GENÇ BÜYÜKKABACALILAR OPERASYONU
Bu arada köyün hamiyetperver gençleri de boş durmamışlardır. Bediüzzaman’a işkence ediliyor endişesi taşıdıkları için karakola operasyon yapma kararı almışlardır. Kucak kucak cephane taşırlar. Cephane dediysek Büyükkabaca’nın ufak tefek taşları işte. Karakolun telefonlarını keserler. Ufuk sahibi adamlar … Böylece karakolun merkezle bağlantısını kesmişlerdir.
Komutan Süleyman Üstadın yattığını görünce kandili söndürür. Kandilin sönmesiyle birlikte genç Büyükkabacalılar operasyonu başlatırlar. Karakolu taş yağmuruna tutarlar. Askerler bırak karşı koymayı başlarını bile kaldıramazlar. Süleyman Üstaddan medet ister: Hocam nasıl edeceğiz, nasıl durduracağız bunları?
Üstad hemen davranır. Ne kadar bağırırsa bağırsın sesini duyuramaz. Bu sefer Süleyman devreye girer. “Durun, bir dinleyin!” diyerek bağırır. Nihayet taş yağmuru kesilir. Üstad fırsatı değerlendirerek pencereye çıkar: Onbaşı bana iyi davrandı, bana yatağını verdi, daha ne yapsın! Yapmayın, taşlamayın.
Emir büyük yerdendir. Gençler taşları yere bırakırlar.
Sabah olunca Hoca biraz okur. Ardından kahvaltıya otururlar. O arada köylüler üç at getirmişlerdir. Birine Komutan Süleyman, birine Hocaefendi, diğerine de genç Süleyman biner. İki asker eşliğinde 25 km mesafedeki Senirkent’e doğru yola çıkarlar.
Senirkent’e varır varmaz Üstadı mahkeme salonuna alırlar. 15-20 dakika sonra Üstad salondan çıkar. Kendini bekleyen Büyükkabacalıların refakatında köye dönerler. Süleyman da onlarla dönmek ister, fakat merkez komutanı engel olur. Süleyman’la göz göze gelirler. Başkomutan sinirlidir. Süleyman görevini ihmal etmiştir (!) “Benim seni cezalandırmam lâzım, ama oraya kimi göndereyim! Çabuk git, bana görünme!” diye hakaretler yağdırır. Öfkesi geçince serbest bırakır. O da yanındaki askerlerle köye döner.
Büyükkabaca’ya vardıklarında da hemen Hoca’ya sorar.
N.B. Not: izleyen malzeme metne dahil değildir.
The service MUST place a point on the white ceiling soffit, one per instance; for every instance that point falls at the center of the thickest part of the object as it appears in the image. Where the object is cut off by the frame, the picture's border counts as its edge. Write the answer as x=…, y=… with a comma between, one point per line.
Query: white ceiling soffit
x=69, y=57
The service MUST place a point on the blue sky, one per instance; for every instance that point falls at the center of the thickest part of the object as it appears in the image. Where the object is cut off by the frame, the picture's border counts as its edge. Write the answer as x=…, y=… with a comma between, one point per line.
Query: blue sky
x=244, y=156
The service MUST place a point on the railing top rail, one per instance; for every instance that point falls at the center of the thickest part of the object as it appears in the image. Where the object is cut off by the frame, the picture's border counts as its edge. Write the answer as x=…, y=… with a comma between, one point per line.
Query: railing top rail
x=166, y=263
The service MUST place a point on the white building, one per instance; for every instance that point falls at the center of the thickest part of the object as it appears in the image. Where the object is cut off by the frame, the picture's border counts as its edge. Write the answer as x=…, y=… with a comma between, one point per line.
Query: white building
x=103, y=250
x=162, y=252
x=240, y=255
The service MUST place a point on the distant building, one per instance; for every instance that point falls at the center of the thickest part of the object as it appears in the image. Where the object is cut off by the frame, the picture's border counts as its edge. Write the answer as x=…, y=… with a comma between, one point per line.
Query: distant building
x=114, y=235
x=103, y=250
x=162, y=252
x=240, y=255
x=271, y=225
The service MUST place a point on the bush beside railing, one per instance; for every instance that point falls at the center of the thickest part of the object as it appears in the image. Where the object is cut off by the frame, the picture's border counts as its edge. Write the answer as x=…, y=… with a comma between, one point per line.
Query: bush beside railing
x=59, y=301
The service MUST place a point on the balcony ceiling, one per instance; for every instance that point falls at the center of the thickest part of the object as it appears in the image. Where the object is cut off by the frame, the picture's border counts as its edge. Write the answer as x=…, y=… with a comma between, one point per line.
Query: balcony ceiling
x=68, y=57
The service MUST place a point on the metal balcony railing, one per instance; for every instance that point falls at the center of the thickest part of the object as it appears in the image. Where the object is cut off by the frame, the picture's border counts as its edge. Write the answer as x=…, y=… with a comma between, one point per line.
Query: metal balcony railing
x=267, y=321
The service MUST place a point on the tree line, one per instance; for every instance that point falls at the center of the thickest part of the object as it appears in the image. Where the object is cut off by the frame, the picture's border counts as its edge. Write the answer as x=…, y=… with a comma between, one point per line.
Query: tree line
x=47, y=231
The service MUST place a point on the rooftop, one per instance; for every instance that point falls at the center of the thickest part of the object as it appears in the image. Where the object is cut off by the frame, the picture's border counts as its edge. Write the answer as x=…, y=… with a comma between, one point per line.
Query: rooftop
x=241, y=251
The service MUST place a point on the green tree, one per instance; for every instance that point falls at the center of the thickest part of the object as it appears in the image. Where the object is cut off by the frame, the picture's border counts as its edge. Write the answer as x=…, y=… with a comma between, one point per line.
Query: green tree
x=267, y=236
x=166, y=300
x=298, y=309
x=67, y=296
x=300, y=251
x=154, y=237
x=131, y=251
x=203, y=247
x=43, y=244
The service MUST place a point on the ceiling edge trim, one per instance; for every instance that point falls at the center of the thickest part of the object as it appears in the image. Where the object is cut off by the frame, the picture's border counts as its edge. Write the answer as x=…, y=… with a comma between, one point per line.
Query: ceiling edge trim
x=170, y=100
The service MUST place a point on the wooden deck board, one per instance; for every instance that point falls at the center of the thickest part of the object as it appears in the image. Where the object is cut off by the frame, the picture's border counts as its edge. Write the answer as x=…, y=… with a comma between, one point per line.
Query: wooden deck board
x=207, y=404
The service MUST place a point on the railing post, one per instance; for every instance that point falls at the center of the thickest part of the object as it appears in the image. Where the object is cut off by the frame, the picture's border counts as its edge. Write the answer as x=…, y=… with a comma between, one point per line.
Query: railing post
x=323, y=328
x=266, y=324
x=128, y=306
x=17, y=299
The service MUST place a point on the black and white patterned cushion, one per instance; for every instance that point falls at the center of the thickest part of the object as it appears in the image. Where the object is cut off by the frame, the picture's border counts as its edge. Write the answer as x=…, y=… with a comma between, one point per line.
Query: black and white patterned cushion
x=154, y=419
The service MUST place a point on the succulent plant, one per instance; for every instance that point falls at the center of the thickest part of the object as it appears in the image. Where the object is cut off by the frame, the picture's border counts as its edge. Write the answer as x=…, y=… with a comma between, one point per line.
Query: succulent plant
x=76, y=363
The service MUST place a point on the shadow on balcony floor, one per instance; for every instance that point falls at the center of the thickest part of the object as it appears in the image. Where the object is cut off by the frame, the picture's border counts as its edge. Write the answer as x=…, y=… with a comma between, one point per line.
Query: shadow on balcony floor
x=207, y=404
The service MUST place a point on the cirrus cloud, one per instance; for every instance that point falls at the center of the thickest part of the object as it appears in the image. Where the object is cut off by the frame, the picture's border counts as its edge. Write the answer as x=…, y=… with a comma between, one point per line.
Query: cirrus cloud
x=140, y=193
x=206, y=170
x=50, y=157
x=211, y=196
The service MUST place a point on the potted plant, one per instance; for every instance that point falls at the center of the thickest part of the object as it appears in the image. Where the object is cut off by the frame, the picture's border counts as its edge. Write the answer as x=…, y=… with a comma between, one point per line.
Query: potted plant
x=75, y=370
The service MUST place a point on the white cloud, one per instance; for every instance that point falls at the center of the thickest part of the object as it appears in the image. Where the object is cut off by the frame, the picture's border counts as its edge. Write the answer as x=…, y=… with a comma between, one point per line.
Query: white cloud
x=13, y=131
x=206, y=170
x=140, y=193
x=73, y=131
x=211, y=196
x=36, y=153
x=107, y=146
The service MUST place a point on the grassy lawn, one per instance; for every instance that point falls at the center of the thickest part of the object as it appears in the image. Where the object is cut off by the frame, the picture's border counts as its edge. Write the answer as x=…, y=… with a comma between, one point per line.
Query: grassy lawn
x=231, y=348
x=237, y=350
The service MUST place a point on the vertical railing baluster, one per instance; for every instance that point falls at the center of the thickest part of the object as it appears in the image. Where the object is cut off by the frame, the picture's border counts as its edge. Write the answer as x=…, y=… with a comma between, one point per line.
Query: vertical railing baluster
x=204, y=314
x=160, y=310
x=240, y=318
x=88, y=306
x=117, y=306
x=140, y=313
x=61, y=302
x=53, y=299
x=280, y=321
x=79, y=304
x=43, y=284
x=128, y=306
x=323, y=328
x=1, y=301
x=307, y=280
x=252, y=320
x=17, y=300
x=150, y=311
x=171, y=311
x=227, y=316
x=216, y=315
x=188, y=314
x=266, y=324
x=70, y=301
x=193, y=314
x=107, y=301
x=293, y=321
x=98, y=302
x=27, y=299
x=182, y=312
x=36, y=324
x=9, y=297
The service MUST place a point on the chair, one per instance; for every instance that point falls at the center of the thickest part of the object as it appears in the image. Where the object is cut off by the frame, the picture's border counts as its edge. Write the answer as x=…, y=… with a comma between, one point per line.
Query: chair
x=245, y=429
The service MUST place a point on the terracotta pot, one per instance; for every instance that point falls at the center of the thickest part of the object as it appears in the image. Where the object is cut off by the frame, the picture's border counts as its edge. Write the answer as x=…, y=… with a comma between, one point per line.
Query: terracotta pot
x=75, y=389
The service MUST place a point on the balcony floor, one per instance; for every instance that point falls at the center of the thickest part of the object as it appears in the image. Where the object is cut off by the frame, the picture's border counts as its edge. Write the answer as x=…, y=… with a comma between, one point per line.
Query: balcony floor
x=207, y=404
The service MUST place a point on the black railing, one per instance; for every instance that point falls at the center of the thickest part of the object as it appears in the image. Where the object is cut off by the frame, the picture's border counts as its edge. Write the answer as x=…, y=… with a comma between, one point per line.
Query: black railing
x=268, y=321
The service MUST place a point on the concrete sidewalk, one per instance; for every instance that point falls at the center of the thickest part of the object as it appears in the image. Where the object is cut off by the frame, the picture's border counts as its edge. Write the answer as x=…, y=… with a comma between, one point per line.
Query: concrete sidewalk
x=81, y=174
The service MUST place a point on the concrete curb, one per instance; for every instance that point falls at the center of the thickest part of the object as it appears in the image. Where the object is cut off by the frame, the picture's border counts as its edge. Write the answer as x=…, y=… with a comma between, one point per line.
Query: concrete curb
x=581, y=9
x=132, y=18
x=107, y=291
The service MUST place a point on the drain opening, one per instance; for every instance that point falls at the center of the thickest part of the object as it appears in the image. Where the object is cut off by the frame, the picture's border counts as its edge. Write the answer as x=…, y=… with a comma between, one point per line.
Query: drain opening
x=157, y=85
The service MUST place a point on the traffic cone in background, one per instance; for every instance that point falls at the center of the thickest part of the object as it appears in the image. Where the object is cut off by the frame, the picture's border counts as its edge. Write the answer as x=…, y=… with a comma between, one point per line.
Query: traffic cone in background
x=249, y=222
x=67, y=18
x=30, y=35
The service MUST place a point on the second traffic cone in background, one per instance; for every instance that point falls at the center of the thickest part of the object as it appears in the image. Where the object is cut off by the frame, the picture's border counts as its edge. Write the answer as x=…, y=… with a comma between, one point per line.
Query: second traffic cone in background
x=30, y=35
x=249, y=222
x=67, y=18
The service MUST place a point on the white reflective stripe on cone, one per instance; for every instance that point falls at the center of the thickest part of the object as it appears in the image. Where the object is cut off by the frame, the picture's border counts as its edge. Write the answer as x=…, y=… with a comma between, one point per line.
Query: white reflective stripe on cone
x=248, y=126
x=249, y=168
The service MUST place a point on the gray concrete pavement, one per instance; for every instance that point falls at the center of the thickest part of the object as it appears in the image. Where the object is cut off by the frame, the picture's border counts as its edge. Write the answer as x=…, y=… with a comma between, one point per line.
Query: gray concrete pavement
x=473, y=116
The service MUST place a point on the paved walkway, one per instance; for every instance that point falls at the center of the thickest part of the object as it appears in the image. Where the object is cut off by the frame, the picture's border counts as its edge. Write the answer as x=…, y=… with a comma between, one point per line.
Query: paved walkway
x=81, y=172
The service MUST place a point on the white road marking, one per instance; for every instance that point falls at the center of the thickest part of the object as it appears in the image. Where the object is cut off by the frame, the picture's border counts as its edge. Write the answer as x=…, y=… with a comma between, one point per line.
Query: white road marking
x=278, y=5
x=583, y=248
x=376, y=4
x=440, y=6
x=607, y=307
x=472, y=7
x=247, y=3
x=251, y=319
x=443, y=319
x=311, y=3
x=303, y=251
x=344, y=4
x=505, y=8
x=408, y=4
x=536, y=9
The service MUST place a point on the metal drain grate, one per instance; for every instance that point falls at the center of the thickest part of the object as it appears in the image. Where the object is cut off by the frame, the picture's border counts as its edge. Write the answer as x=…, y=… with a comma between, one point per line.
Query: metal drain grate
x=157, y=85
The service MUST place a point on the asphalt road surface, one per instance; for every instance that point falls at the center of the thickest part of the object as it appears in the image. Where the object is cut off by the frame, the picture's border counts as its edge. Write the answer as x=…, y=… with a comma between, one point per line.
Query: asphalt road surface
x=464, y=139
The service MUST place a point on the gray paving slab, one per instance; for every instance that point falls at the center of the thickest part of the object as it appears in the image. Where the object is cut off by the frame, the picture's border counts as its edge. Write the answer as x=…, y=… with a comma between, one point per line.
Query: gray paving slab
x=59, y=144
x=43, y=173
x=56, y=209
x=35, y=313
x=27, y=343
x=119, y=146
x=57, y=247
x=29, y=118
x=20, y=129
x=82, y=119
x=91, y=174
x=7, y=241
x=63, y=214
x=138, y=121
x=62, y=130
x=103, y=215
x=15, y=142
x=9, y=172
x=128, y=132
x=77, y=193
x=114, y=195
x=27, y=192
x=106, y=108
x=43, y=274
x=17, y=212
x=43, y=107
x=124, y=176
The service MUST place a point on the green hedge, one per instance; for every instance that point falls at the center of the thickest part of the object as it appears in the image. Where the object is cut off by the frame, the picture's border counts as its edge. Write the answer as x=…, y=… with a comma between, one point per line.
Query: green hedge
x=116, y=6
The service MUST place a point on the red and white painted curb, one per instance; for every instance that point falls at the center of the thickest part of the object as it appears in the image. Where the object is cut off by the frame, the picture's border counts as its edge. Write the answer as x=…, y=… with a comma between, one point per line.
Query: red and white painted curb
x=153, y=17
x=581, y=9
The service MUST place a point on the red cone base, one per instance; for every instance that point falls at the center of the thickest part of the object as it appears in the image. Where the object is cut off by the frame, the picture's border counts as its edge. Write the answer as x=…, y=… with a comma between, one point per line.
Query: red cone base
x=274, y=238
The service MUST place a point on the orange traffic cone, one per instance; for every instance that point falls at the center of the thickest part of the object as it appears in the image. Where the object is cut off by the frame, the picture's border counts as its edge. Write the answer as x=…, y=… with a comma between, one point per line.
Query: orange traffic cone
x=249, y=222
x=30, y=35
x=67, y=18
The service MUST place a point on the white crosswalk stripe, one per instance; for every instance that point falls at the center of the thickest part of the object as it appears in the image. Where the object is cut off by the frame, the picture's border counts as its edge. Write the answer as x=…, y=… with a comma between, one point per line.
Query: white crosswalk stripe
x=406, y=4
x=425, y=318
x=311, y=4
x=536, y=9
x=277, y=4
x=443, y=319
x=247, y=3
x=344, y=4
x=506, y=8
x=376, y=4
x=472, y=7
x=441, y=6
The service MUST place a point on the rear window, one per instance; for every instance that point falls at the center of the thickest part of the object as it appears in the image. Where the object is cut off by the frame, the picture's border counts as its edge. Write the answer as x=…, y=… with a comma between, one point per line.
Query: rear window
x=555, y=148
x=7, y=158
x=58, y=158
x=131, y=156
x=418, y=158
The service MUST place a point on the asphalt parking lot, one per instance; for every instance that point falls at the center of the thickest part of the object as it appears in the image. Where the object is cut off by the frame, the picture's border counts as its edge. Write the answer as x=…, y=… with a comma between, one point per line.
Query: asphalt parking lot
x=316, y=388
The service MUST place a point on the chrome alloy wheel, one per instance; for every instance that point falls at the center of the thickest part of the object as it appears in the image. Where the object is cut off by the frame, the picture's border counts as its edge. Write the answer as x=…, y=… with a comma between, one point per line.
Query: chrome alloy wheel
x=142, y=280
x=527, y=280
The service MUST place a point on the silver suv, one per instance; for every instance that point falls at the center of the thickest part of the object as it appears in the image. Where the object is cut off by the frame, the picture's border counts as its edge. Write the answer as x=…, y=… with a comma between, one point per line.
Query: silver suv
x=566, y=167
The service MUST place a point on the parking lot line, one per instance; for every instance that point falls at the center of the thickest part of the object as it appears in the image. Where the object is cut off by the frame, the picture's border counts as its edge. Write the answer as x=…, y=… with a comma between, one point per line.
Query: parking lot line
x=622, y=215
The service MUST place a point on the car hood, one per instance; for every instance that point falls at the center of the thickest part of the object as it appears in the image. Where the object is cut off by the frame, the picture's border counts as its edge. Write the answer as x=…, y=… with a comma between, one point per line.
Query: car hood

Üstadın köyde olduğunu söylerler. Akşam Üstadı ziyaret etmeye niyetlenirken merkezden emir gelir. Görevi ihmal ve Bedüzzaman Hocayla istişare ediyor iddialarıyla merkeze çekilir. Utanmasalar yardım ve yataklıktan ceza vereceklerdir. O günden sonra bir daha Üstadı göremez. Ondan kalan tek hatıra dünyalara değişilmez bir duâdır: Oğlum senin istikbalin parlak.
O gün Üstada gösterdiği hürmetin mükâfatını alır. Askerden döndükten sonra bir grup arkadaşıyla Tavas’ta Kur’ân Kursu açarlar. İdare heyetinde görev alır. Artık bir elinde Kur’ân diğerinde Kur’ân tefsiri Risale-i Nur vardır. O gün bu gündür iki kitap bir elinden diğerine dolaşır durur.